With the final regulations for the Foreign Account Tax Compliance Act (Fatca) now published by the US Treasury Department and Internal Revenue Service (IRS), financial institutions have no more excuses for failing to get their houses in order to be compliant with the act. They certainly aren’t happy with the additional regulatory burden of Fatca, but there is no escape, and data for tasks such as client on-boarding, know your customer (KYC) and client reporting must be managed to achieve compliance in what could be a tight timescale for banks that have only just begun Fatca projects.
Draft regulations covering foreign financial institutions – or FFIs – that must report information directly to the IRS about financial accounts held by US taxpayers, or foreign entities in which US taxpayers hold a substantial ownership interest, were first set down by the IRS in February 2012.
Financial sector reaction was far from positive, with FFIs questioning why they should do the tax collection work of the IRS, how the US could impose such draconian regulation outside its own jurisdiction and how were they going to manage the registration and data delivery requirements of the regulations, let alone avoid penalties for non-compliance and, ultimately, Fatca withholding on payments to non-participating FFIs and recalcitrant payees?

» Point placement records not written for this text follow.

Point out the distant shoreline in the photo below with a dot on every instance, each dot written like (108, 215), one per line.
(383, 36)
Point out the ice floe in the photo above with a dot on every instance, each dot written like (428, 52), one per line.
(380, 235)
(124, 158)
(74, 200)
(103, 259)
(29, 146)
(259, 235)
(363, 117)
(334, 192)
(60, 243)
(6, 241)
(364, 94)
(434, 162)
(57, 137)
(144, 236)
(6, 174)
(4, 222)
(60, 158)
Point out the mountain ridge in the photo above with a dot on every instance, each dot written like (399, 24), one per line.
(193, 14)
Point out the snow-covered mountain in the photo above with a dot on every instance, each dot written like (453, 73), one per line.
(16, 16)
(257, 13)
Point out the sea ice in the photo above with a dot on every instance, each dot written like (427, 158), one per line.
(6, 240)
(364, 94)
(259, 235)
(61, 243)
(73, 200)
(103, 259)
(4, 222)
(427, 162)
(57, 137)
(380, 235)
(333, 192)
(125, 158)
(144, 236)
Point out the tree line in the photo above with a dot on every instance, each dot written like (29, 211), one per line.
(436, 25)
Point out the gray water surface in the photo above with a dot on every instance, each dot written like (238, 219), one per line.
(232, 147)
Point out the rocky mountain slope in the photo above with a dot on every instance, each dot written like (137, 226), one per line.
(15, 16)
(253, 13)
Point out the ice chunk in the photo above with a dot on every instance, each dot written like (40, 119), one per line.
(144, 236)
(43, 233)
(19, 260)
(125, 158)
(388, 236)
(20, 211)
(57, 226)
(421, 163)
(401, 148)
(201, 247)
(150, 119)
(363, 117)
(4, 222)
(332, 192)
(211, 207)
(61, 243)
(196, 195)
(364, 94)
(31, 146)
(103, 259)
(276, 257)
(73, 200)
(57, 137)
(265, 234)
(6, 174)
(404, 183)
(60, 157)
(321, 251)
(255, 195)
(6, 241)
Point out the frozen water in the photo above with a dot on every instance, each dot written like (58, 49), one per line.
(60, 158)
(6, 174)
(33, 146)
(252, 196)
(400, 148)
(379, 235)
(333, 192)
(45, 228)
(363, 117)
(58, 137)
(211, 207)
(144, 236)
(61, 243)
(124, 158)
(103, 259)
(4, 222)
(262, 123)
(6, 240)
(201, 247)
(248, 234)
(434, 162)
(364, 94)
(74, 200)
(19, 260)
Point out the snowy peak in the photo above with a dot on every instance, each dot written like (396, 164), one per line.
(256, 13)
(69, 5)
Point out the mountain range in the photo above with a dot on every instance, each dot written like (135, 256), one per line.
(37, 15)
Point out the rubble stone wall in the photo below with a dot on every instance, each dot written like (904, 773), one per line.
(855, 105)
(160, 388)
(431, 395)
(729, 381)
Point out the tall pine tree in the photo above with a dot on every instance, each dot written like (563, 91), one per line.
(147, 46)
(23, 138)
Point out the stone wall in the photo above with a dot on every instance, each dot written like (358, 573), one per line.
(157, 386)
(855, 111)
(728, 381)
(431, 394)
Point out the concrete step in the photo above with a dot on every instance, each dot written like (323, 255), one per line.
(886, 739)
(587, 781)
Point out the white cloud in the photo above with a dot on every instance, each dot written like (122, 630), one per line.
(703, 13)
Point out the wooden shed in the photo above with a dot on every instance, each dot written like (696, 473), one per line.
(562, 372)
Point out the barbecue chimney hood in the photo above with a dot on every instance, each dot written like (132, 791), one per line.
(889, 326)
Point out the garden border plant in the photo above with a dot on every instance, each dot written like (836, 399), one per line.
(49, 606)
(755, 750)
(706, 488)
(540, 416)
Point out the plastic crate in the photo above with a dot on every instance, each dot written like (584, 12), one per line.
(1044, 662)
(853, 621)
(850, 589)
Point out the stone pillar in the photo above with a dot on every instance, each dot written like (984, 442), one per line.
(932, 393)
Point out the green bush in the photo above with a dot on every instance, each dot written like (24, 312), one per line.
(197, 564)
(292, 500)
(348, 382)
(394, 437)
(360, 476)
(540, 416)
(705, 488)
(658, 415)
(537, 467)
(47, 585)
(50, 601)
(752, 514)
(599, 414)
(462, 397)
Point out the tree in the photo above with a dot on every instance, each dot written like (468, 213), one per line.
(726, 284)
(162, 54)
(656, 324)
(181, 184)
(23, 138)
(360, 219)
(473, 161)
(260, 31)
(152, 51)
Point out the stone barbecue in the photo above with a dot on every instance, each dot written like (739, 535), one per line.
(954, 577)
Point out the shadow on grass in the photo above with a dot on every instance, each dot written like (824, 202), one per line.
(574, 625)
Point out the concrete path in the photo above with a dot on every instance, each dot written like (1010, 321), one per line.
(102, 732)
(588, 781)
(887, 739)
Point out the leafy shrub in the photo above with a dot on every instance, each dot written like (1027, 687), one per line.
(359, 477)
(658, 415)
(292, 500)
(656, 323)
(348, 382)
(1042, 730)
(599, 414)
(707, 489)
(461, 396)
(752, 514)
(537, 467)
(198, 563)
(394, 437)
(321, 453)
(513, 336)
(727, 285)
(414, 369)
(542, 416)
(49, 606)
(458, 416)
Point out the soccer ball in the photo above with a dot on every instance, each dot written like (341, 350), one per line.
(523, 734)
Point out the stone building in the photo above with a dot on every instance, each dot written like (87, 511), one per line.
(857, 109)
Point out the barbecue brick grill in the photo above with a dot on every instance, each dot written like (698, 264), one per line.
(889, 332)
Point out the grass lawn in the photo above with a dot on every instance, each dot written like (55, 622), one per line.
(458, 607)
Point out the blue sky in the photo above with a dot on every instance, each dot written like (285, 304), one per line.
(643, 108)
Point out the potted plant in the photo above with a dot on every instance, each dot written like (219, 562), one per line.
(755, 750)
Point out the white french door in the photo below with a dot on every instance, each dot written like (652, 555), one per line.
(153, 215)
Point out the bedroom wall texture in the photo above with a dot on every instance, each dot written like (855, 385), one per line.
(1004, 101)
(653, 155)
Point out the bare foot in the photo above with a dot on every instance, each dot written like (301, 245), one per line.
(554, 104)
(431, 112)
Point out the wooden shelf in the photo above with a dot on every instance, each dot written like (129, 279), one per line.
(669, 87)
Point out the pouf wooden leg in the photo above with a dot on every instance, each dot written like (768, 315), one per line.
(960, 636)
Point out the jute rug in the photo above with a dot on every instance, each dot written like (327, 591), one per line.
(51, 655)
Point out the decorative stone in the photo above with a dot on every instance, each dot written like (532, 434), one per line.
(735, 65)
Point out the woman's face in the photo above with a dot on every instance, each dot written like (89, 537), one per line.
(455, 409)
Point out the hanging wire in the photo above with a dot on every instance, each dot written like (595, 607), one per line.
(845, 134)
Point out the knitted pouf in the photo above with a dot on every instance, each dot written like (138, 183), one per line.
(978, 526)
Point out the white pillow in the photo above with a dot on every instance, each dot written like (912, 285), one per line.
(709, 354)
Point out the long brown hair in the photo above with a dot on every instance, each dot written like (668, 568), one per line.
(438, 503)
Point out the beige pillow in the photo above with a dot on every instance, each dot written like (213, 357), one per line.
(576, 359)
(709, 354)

There was little good to say about Fatca – there still isn’t – but the regulation rolled forward, some concessions were made in intergovernmental agreements sealed between foreign governments and the US Treasury, and FFIs must now enter into disclosure compliance agreements with the IRS identifying US citizens’ accounts and get ready to report required information on an annual basis.
The agreements will come into effect on January 1, 2014 – a deadline that was pushed back last year when final regulations were still not ready – and reporting will follow, along with withholding regulations that will roll out until all are in place and effective in 2018.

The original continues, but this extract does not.